For avoiding the data redundancy problem of TCI in the case of overlapping segmentations, we could take the JTI approach as exemplified in the SQL table model shown in Figure 16.12 below. This model connects tables representing subclasses (subtables) to tables representing their superclasses (supertables) by defining their primary key column(s) to be at the same time a foreign key referencing their supertable's primary key.

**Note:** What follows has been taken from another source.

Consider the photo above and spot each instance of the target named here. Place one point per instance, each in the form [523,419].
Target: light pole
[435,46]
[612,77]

Notice that foreign keys are visualized in the form of UML dependency arrows stereotyped with «fkey» and annotated at their source table side with the name of the foreign key column.
An example of an admissible population for this model is the following:
people | |
---|---|
person_id | name |
1001 | Harry Wagner |
1002 | Peter Boss |
1003 | Tom Daniels |
1077 | Immanuel Kant |
authors | |
---|---|
person_id | biography |
1001 | Born in Boston, MA, in 1956, ... |
1077 | Immanuel Kant (1724-1804) was a German philosopher ... |
employees | |||
---|---|---|---|
person_id | emp_no | ||
1001 | 21035 | ||
1002 | 23107 |
managers | |||
---|---|---|---|
person_id | department | ||
1002 | Sales |
Pros of the JTI approach: (1) Subtyping relationships and the structure of class hierarchies are explicitly preserved. (2) Data redundancy in the case of overlapping segmentations is avoided.
Cons: (1) The main disadvantage of the JTI approach is that for querying a subclass, join queries (for joining the segregated entity data) are required, which may create performance issues.